Trucking news: Industry groups unite inopposition of hours-of-service rules
ATA maintains current rules are safe and effective
Jeff Berman, Group News Editor -- Logistics Management, 3/11/2009
WASHINGTON—A consortium of organizations has banded together in an attempt to overturn the hours-of-service (HOS) regulations governing approximately 3 million long-haul truck drivers.
These organizations—including The Teamsters, Public Citizen, Advocates for Highway and Auto Safety, and the Truck Safety Coalition called on the U.S. Court of Appeals for the D.C. Circuit Court to overturn the HOS regulations and also penned a letter to Department of Transportation Secretary Ray LaHood, explaining their position on how the HOS regulations increase the amount of time truck drivers can spend on the road and their desire for a new version of HOS rules that they say would reduce truck crashes caused by fatigue.
“We have taken this action with conviction based on research and scientific data, that longer driving and working hours are unsafe and promote driver fatigue,” said the letter to LaHood.
The letter added that the consortium also challenged the two major features of the HOS rule “that promote even greater driving fatigue”: the provision increasing permissible consecutive driving hours from 10 hours to 11 hours and the 34-hour re-start provision, too, which it said enables drivers to drive and work substantially longer hours per week than under the HOS rules that were in effect until the rule was changed by the Bush administration in 2003 and took effect in January 2004.
This development follows a November 2008 announcement by the Federal Motor Carrier Safety Administration (FMCSA, in which it indicated it would maintain the current HOS regulations, which essentially concluded an eight-year legal and procedural debate on HOS regulations, which went largely unchanged from 1935 until FMCSA offered its first revision in 2000.

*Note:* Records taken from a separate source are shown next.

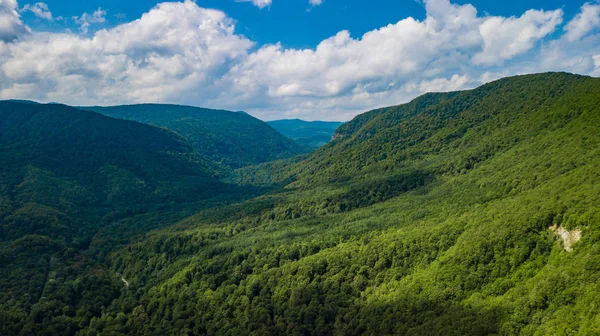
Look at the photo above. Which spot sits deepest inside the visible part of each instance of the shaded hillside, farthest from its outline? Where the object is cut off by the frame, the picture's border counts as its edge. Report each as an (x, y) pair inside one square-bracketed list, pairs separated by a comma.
[(310, 133), (430, 218), (232, 138), (73, 181), (444, 216)]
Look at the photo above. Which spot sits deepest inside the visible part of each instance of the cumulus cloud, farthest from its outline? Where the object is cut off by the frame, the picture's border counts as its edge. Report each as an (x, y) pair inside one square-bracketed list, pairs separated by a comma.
[(505, 38), (85, 20), (11, 26), (181, 53), (258, 3), (174, 50), (584, 22), (39, 9)]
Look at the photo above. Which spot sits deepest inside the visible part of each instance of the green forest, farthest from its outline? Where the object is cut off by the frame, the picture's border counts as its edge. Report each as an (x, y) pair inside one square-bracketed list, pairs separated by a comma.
[(465, 213)]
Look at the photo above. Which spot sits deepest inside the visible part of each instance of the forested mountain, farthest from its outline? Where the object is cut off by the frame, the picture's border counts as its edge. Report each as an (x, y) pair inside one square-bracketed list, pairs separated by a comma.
[(234, 139), (310, 133), (466, 213), (70, 179)]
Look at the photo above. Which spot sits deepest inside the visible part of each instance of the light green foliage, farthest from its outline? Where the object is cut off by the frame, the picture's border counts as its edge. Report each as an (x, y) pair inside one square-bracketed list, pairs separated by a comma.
[(430, 218)]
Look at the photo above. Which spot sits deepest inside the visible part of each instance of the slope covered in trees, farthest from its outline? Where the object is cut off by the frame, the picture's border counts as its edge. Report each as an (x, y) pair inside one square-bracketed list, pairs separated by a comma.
[(310, 133), (436, 217), (71, 180), (234, 139)]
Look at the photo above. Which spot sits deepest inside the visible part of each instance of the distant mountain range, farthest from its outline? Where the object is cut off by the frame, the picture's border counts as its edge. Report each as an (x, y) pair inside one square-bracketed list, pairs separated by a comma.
[(309, 133), (233, 139), (460, 213)]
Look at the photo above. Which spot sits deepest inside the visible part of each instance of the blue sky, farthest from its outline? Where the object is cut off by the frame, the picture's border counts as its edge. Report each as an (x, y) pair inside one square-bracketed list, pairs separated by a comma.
[(308, 59), (296, 23)]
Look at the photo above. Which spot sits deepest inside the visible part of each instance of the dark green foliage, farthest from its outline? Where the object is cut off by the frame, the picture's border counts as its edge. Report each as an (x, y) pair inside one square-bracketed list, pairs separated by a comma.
[(310, 133), (430, 218), (74, 184), (234, 139)]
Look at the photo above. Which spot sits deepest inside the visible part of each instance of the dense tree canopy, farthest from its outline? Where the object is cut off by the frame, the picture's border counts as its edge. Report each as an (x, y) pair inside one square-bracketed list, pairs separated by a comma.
[(436, 217)]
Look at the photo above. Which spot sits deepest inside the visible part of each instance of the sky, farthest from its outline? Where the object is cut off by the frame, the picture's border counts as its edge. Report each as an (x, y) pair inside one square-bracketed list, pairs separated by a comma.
[(278, 59)]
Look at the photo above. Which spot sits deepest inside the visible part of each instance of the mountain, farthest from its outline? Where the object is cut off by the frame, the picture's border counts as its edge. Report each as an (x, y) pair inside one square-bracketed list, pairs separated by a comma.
[(309, 133), (463, 213), (74, 182), (231, 138)]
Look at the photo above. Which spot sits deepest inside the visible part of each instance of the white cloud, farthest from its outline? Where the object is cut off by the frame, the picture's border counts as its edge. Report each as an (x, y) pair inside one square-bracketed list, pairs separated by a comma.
[(584, 22), (179, 52), (11, 26), (505, 38), (258, 3), (40, 9), (85, 20)]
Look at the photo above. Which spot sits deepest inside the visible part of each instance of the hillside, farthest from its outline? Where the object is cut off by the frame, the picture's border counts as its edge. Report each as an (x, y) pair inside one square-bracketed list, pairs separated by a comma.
[(432, 217), (232, 138), (455, 214), (72, 181), (310, 133)]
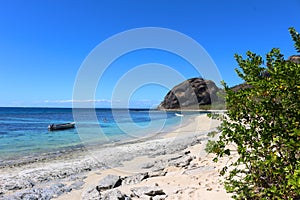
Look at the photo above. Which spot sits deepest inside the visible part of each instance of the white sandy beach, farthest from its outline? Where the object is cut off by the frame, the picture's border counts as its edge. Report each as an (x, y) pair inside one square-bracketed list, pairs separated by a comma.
[(175, 163)]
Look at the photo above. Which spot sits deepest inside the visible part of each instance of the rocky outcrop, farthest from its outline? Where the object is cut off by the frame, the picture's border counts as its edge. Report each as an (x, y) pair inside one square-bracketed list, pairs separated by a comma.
[(190, 94), (295, 59)]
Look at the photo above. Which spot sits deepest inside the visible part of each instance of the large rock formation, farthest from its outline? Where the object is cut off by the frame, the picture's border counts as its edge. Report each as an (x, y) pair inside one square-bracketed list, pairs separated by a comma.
[(190, 94), (295, 59)]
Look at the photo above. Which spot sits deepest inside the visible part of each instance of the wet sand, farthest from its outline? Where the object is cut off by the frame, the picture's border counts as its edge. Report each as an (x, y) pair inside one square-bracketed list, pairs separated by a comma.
[(186, 170)]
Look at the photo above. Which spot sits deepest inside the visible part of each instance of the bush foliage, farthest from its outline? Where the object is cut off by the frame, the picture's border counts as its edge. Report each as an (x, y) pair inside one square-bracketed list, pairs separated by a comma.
[(262, 122)]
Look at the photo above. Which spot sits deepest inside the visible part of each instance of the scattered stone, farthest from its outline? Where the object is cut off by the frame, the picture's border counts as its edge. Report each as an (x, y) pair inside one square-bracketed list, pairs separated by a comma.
[(77, 185), (113, 194), (130, 180), (147, 190), (181, 162), (109, 182), (157, 173), (91, 194), (147, 165), (198, 170), (160, 197)]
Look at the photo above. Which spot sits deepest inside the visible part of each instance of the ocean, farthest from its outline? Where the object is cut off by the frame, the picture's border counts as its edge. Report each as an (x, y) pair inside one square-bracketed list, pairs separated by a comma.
[(24, 131)]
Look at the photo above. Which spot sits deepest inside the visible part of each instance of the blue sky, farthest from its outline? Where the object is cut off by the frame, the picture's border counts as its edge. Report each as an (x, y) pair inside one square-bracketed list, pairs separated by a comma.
[(43, 43)]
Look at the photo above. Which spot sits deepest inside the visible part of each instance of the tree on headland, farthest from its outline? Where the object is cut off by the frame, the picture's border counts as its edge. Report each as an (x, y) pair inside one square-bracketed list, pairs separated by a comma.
[(262, 123)]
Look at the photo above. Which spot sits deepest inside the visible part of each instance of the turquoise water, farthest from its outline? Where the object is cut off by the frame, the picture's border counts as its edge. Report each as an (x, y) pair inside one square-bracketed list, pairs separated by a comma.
[(23, 131)]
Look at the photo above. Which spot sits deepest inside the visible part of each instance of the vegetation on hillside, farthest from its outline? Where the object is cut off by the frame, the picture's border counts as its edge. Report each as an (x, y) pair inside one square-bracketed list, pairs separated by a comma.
[(262, 123)]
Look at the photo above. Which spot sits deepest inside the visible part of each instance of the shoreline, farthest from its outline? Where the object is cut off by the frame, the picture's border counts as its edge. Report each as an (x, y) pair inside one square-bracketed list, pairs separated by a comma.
[(72, 175)]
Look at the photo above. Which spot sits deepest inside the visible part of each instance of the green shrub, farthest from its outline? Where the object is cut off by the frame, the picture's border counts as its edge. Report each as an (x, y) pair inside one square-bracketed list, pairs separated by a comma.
[(262, 121)]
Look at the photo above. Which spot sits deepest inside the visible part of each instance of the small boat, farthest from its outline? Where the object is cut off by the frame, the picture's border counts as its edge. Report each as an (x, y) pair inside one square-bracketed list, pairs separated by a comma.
[(54, 127), (179, 115)]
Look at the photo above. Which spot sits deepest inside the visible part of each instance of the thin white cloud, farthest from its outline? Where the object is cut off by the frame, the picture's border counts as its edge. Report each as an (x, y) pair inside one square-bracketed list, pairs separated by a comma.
[(81, 101)]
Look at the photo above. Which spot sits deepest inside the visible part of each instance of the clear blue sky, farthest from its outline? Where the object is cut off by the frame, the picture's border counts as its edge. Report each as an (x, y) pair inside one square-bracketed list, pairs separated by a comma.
[(43, 43)]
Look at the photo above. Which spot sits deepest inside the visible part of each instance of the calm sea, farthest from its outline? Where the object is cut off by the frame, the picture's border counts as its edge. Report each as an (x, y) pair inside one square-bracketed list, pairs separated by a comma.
[(24, 133)]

In one of the final truck-related regulations issued by the Bush administration, the FMCSA said it was adopting as final its interim rule from December 17, 2007, which allows drivers to drive 11 hours within a 15-hour workday with a 34-hour restart provision. Drivers are limited to 60 hours of driving in seven days, or 70 in eight days, while allowing those clocks to be reset by taking 34 straight off-duty hours. The previous rule had allowed for ten hours of driving in a 15-hour period, but allowed drivers to log on and off duty whenever they wanted.
These rules took effect on January 19, the final day of the Bush administration.

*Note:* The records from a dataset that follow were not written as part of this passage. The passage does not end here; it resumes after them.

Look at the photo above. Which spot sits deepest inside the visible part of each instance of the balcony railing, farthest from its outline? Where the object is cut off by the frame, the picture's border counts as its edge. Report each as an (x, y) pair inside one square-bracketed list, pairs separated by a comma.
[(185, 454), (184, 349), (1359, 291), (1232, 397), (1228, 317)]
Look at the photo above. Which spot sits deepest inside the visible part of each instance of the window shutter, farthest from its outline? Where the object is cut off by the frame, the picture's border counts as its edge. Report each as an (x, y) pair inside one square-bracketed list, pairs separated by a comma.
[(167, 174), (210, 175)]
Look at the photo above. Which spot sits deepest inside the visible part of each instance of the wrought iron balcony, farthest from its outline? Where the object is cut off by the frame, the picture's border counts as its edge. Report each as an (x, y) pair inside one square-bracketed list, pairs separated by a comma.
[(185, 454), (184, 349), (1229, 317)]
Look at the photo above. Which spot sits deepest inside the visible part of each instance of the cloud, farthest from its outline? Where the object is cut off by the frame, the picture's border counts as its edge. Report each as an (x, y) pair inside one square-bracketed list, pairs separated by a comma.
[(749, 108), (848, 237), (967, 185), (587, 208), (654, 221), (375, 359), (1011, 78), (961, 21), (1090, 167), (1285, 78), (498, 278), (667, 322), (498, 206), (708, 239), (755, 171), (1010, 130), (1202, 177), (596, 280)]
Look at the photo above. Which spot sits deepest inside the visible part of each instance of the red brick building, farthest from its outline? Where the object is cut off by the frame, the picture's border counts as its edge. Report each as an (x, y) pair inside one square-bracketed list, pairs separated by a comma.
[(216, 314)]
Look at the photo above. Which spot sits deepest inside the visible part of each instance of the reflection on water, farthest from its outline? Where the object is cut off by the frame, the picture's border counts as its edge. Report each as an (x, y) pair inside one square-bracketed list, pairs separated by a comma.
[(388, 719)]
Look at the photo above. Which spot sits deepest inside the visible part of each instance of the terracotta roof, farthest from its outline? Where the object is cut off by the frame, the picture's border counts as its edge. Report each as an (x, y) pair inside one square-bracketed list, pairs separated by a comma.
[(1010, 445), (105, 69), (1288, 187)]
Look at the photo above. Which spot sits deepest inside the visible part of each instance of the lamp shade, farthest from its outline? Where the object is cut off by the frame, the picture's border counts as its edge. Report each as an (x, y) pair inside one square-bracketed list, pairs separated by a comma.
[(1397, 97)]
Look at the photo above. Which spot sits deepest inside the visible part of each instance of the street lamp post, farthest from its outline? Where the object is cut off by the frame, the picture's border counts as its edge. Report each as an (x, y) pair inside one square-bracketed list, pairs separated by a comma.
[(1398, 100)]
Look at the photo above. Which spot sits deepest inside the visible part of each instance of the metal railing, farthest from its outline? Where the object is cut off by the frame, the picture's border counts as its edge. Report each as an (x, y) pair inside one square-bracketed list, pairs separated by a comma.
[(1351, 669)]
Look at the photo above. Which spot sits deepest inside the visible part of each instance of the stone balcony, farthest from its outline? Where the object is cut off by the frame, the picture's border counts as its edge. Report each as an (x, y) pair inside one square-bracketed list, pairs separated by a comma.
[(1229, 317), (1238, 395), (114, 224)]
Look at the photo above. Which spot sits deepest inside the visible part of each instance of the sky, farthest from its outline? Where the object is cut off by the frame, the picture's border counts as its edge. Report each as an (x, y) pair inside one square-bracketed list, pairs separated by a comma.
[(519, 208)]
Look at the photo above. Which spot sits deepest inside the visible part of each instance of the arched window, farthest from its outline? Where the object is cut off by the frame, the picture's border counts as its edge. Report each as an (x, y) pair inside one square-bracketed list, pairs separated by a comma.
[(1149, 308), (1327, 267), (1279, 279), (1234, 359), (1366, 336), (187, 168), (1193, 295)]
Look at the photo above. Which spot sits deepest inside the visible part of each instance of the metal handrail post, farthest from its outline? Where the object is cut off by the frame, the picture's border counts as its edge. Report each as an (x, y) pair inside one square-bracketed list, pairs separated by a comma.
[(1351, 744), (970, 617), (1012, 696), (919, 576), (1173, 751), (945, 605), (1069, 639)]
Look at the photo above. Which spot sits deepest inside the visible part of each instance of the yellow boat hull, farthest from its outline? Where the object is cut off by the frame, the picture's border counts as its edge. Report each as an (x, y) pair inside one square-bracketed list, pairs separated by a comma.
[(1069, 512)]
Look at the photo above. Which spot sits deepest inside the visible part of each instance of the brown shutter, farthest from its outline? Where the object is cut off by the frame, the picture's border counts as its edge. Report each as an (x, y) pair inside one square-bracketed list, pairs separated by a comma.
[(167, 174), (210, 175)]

“There have been procedural rules that have been identified by the court…we are properly addressing the concerns of the court,” said FMCSA Administrator in a January conference call. “I feel confident that moving forward is the best public policy at this time.

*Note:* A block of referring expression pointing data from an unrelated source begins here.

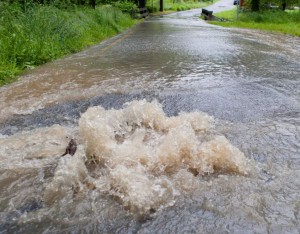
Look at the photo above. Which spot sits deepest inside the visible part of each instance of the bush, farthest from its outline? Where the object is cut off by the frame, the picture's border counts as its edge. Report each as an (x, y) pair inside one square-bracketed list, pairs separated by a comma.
[(125, 6)]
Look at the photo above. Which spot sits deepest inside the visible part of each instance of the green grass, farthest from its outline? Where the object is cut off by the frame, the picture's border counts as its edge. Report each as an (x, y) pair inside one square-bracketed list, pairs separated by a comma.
[(274, 21), (177, 5), (44, 33)]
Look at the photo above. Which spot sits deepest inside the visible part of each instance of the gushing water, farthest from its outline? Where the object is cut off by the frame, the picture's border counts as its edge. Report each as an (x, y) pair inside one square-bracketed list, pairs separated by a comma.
[(181, 127)]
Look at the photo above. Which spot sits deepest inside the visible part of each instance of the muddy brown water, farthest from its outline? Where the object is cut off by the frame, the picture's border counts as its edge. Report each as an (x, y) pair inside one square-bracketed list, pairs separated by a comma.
[(182, 127)]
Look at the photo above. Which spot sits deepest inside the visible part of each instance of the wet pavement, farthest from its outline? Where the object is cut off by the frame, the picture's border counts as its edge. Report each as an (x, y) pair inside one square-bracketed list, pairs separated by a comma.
[(247, 80)]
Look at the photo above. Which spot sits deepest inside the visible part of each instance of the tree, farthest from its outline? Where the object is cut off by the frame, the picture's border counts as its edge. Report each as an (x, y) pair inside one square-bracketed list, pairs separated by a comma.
[(255, 5)]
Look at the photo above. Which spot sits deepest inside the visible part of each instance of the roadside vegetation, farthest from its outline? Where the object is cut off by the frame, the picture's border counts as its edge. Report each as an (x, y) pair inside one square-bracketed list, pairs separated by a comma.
[(33, 32), (38, 33), (269, 18)]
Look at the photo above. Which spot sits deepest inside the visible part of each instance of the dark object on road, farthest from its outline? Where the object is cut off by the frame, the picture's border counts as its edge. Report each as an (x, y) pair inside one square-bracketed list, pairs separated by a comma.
[(207, 14), (71, 148), (236, 2)]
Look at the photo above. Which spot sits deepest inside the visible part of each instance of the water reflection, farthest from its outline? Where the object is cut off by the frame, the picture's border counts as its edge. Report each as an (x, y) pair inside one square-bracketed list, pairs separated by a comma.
[(247, 80)]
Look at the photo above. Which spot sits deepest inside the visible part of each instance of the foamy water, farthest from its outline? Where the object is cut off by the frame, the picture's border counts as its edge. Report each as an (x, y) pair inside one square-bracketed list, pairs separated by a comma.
[(136, 155)]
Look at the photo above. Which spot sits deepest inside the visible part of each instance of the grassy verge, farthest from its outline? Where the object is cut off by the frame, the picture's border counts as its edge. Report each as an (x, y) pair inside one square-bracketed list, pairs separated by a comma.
[(40, 34), (275, 21)]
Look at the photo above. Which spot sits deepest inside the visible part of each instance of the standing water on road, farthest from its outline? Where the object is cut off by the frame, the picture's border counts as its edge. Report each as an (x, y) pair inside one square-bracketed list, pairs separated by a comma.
[(180, 127)]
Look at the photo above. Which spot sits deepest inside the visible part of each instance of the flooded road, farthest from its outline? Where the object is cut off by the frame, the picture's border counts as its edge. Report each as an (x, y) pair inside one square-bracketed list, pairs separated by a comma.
[(207, 142)]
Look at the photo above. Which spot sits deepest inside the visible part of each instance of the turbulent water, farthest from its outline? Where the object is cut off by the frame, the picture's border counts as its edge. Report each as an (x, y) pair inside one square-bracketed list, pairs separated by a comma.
[(181, 127)]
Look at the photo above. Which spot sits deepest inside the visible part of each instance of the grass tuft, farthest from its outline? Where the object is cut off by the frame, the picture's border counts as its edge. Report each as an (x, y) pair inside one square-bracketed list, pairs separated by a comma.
[(39, 34)]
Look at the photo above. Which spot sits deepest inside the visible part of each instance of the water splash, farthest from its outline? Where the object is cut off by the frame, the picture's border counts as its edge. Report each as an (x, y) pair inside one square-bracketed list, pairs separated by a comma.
[(146, 156)]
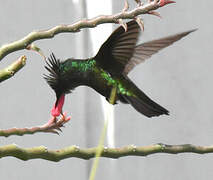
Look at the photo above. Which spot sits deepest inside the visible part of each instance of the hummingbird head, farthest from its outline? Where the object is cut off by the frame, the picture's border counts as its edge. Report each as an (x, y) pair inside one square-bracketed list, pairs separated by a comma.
[(165, 2)]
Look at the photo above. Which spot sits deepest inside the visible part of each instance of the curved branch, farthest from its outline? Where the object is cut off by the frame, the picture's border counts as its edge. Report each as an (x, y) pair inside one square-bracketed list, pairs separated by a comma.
[(74, 151), (76, 27), (10, 71)]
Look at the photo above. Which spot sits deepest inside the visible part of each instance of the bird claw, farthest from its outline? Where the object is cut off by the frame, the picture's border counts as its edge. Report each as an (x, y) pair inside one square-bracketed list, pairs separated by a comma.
[(155, 13), (162, 3), (139, 3), (140, 23), (126, 6), (123, 24), (54, 125)]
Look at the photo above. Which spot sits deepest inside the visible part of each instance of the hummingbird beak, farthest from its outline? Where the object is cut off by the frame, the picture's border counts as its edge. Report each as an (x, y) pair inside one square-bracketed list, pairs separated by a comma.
[(57, 108), (165, 2)]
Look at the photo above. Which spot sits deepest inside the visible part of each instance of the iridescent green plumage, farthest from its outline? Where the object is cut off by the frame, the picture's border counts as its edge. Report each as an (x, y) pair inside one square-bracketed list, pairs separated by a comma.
[(109, 68)]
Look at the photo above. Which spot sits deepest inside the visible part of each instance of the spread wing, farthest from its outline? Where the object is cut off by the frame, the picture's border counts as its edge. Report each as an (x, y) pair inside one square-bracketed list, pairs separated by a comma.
[(146, 50)]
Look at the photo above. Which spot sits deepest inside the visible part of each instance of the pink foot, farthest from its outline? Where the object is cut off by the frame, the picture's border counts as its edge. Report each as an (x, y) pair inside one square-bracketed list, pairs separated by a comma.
[(54, 125), (165, 2)]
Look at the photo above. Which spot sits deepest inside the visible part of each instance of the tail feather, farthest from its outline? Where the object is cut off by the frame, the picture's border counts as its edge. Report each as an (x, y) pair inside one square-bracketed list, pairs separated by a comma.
[(145, 105)]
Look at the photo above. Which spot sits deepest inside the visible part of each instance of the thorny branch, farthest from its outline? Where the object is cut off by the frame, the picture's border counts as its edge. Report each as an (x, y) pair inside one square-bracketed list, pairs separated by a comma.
[(115, 153), (24, 43), (10, 71)]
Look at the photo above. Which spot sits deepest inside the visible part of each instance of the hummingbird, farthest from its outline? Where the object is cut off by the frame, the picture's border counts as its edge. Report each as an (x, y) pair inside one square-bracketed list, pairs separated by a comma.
[(109, 68)]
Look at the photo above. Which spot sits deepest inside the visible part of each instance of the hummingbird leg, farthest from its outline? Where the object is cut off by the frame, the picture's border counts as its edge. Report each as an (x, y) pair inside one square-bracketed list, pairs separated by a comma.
[(155, 13), (165, 2), (54, 125)]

Hill also said that he decided to propose keeping the current rules rather than create confusion within the trucking industry and the enforcement community by issuing further revisions.
And in July 2007, a ruling made by a three-judge panel in the United States Court of Appeals for the District of Columbia overturned the 11-hour daily driving limit and 34-hour restart period that had been in place since October 1, 2005, as well as re-set the HOS clock to 10 hours of maximum driving time each day.
The American Trucking Associations(ATA) took the consortium to task, saying in a statement that trucks are safer now—while operating under the HOS rules that came into play in 2004—and they supported this sentiment by noting that the rates of truck-involved fatal crashes and injuries have declined every year since the current HOS rules took effect.
The ATA added that these rules reduced the maximum length of the truck driver’s work day by at least one hour and increased the daily required number of hours of rest by two hours. It also said that the work day of a driver was shortened from a previous maximum of 15 hours—that could be extended by breaks—to no more than 14 consecutive hours. Drivers are required to rest at least 10 hours between shifts, with at least eight of those hours in the sleeper berth if it is used while on the road, and within the shorter work day, the rules allow 11 hours of driving instead of the previous 10, said the ATA.
The ATA also questioned the consortium’s claim that the 34-hour restart allows “significantly longer driving and on-duty times in a week than the pre-2004 rules. It cited findings from the FMCSA that indicated “longer hypothetical hours in driving and duty schedules” envisioned by critics “requires an imaginary world with nearly perfect logistics.” In the real world, said the ATA, drivers have found that the 34-hour restart gives them more rest and time off, not less.
ATA President and CEO Bill Graves has previously stated that if the 11-hour driving rule and 34-hour restart provision were to be vacated, the impact on trucking operations would be severe. Graves said that ATA members have told him “quite clearly” that if the rule reduced driving time their trucking operations would clearly have to change, because many members that have already changed elements of their operations because of HOS rules would now have to change operations again. And potential impacts of fewer hours on the road, according to Graves, include: carriers having to move drivers from one location to another, move facilities, re-engineer networks (on the LTL side), as well as costs, training, and contracts and service ramifications as well.